… I ask this question because it seems like the attitude of most European newspaper folk seems quite positive in the face of declining print revenues and print circulation numbers.
Is it merely cock-eyed optimism?
Or is it an acceptance that newspapers, as a medium, are changing, and will necessarily continue to change to survive?
Its hard to really divine the thoughts from a newspaper article, but it certainly seems like its more of the latter than the former. And I think at the end of the day, isn’t that all its about? The will to acknowedge change, and then having the intestinal fortitude, and above all *buy-in* that things will need to change?
I think that’s what got most folks (well, *me* anyway) all riled up after Sam Zell gave his thoughts on his recent acquisition of the Tribune and “those boys” at Google .
Its not that his thoughts were specifically boorish and uninformed, but that he clearly doesn’t have the passion or vision for a man who was in a unique position to effect change. He’s viewing his purchase like any other that he’s made billions off of: a distressed undervalued property that he plans to “turn around”, and, if history is any indication, flip it.
It sounds like European news editors and owners are taking the longer view of things, making appropriate changes to their media strategy, and in so doing, are confident that their efforts will bear real fruit.
Is there a dash of cock-eyed optimism? Perhaps.

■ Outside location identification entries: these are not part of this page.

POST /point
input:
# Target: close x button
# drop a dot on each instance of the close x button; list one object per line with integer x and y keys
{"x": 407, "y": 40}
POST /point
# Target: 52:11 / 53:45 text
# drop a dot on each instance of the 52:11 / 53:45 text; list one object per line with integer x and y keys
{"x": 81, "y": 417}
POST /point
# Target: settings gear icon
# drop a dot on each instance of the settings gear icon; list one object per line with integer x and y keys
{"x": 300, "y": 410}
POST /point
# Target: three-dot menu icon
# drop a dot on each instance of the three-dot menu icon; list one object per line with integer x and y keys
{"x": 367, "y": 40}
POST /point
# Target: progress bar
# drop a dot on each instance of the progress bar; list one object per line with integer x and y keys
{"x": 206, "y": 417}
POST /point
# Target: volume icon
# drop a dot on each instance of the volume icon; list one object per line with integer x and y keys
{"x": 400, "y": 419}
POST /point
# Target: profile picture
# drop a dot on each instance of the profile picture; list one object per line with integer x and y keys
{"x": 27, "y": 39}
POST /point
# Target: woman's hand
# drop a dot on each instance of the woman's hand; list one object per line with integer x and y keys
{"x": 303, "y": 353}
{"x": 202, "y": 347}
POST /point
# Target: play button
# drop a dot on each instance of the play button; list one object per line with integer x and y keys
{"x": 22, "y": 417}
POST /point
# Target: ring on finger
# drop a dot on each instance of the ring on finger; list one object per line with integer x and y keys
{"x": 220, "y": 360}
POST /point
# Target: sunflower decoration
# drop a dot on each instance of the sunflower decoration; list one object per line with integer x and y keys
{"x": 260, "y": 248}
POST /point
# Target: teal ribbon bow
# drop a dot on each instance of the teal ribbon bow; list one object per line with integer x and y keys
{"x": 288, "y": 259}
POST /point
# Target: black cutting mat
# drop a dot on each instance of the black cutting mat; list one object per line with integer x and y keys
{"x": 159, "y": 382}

But at least its coming from a place which makes sense to me, and isn’t full of bluster and scarcely veiled legal threats.

One Comment
First: there is no such thing as ‘european newspaper folks’. People are different. Even within nations and, yes, even within the different publications in one nation. Regarding Europe, well I don’t know about the other nations but in Germany most of the print newspapers folks are so clueless it hurts. You hardly read anything about blogs in the newspapers. And if you do they get as much facts wrong as possible. More than just one time german journalists managed to get confused with the pi/day numbers and said these numbers are pi/month. Making a simple to catch mistake by the factor of 30, that’s just ridiculous (you can read it in german here: http://www.stefan-niggemeier.de/blog/wiederholungstaeter-iii/ ). Now you know what these guys know about t’internet. Online presences of german newspapers are pretty bad too. Most of them don’t seem to take the internet too serious.
You see, at least in germany most of them are pretty clueless.
I follow the discussions in the englishspeakin blogosphere for quite some time now and I read about the US-Newspapers now and then and I can tell you what us-newspapers are doing right now is at least 2+ years ahead of there germany is. The next years are really going to hurt em.